Wednesday, April 27, 2011

Pineapple Ricotta Muffins

2 cups reduced-fat baking mix
4 TBSP honey
1/2 c. ricotta
1 egg
1 c.  crushed pineapple
1/4 c. pineapple or prune juice

Preheat oven to 400°F. Spray (12) 2 1/2" muffin cups with cooking spray; set aside. Add baking mix to a  large bowl; set aside. Beat honey, ricotta, egg, pineapple and juice in small bowl with wire whisk until well blended. Add to baking mix mixture; stir just until moistened. Batter will be slightly lumpy. Spoon evenly into prepared cups.

Bake 15 to 20 minutes or until tops are golden brown and wooden pick inserted in centers comes out clean. Remove to wire racks.

139 calories
23 g carbs
4 g fat
3 g protein
1 g fiber
226 mg sodium

This recipe is in the Myfitnesspal database under Momvsfood Website-Pineapple Ricotta Muffins :)

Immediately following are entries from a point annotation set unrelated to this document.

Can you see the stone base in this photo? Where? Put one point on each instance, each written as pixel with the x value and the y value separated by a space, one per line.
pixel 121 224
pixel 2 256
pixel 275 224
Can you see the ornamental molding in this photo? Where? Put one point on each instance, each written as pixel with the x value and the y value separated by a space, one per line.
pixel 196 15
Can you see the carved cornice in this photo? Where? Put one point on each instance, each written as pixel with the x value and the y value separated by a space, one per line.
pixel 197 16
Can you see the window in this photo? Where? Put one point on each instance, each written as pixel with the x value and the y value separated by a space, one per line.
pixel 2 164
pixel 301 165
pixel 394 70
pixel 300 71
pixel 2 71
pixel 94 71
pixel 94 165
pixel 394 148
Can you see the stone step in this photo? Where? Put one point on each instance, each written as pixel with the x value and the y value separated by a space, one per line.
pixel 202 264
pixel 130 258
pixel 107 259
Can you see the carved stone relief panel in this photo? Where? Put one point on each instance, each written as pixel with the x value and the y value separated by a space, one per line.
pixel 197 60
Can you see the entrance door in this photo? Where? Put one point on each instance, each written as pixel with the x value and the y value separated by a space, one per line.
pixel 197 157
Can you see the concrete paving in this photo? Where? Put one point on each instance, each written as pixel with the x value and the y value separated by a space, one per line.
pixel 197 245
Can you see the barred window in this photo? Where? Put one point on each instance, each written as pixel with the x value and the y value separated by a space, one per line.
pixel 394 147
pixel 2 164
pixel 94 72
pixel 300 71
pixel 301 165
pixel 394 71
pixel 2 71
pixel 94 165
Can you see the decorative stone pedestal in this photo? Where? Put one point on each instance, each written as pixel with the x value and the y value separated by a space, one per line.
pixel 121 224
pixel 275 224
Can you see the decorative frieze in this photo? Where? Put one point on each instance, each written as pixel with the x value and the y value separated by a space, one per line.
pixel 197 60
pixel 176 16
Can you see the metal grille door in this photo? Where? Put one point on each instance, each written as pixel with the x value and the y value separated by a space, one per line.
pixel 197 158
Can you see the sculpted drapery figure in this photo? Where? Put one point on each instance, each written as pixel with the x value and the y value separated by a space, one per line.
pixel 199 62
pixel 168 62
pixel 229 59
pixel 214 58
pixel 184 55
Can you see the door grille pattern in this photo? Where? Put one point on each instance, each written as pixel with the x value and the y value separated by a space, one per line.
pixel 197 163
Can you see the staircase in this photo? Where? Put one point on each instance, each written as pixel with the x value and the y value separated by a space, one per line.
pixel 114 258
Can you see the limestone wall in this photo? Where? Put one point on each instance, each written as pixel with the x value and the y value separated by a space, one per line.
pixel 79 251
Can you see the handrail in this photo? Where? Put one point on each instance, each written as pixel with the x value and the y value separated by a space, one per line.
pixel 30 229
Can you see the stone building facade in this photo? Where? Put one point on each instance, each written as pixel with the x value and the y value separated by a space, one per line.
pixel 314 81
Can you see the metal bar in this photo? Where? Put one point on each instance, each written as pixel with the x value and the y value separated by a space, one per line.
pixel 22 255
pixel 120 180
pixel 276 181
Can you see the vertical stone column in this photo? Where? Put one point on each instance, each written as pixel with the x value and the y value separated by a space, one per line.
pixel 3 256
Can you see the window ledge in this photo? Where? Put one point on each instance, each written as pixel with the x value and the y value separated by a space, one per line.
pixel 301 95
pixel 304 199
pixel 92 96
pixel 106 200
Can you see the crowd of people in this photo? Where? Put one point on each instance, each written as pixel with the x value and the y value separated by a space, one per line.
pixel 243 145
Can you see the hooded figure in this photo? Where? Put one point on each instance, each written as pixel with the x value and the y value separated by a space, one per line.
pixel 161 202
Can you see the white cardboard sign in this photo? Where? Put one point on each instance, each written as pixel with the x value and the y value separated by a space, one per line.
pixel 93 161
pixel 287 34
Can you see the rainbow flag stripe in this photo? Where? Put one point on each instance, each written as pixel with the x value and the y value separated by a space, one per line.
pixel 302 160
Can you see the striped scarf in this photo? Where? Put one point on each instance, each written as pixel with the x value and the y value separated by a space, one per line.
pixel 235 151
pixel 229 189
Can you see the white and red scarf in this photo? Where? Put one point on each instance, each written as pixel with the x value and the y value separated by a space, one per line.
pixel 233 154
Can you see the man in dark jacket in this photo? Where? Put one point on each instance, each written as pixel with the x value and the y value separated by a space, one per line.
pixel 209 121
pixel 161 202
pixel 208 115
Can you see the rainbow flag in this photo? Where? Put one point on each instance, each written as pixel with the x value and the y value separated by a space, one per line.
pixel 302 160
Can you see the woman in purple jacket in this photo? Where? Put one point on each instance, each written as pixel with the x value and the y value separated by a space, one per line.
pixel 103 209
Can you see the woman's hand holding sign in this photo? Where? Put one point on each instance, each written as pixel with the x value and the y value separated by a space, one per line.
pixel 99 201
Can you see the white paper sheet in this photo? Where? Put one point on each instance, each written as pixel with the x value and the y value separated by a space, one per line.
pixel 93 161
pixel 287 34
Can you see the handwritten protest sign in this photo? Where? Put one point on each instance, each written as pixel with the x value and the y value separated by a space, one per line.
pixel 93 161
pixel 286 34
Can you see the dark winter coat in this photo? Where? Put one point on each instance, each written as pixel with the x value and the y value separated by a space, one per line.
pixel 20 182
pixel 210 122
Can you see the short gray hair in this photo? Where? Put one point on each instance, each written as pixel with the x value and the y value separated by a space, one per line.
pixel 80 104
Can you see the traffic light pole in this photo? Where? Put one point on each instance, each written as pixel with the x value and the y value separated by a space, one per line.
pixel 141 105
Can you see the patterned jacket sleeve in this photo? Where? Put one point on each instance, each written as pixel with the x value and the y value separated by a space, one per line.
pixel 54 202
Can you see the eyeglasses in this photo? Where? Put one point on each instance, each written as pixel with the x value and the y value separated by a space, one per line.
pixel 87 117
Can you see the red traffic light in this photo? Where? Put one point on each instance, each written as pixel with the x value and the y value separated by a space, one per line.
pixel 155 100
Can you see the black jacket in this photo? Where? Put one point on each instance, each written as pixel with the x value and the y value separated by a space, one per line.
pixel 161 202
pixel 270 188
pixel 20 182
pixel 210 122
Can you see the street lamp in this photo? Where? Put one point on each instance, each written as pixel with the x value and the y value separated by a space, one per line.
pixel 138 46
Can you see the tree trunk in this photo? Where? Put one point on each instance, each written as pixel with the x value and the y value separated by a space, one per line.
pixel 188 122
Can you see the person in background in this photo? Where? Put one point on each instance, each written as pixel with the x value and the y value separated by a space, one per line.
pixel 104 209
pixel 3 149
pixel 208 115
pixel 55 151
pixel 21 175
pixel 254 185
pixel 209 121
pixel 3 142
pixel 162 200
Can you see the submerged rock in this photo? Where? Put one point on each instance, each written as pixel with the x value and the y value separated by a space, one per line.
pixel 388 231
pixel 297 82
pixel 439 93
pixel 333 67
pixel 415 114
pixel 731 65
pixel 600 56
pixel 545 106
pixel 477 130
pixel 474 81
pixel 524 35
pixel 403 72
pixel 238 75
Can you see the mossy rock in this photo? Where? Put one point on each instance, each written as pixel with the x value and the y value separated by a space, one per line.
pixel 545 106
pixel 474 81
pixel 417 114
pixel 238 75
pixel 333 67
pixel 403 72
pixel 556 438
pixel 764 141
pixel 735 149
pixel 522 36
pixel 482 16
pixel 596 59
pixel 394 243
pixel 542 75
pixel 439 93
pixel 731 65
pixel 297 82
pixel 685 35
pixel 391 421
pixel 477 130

Emily Painter-Davis said...

What is the baking mix and where can I find it?
This sounds awesome!

Momvsfood said...

You know, like Bisquick, Jiffy, Pioneer "baking mix"? I tried to be generic ;)

Makes baking way easy, but I don't always use it because its white flour based. Maybe one day, they will make a whole wheat version!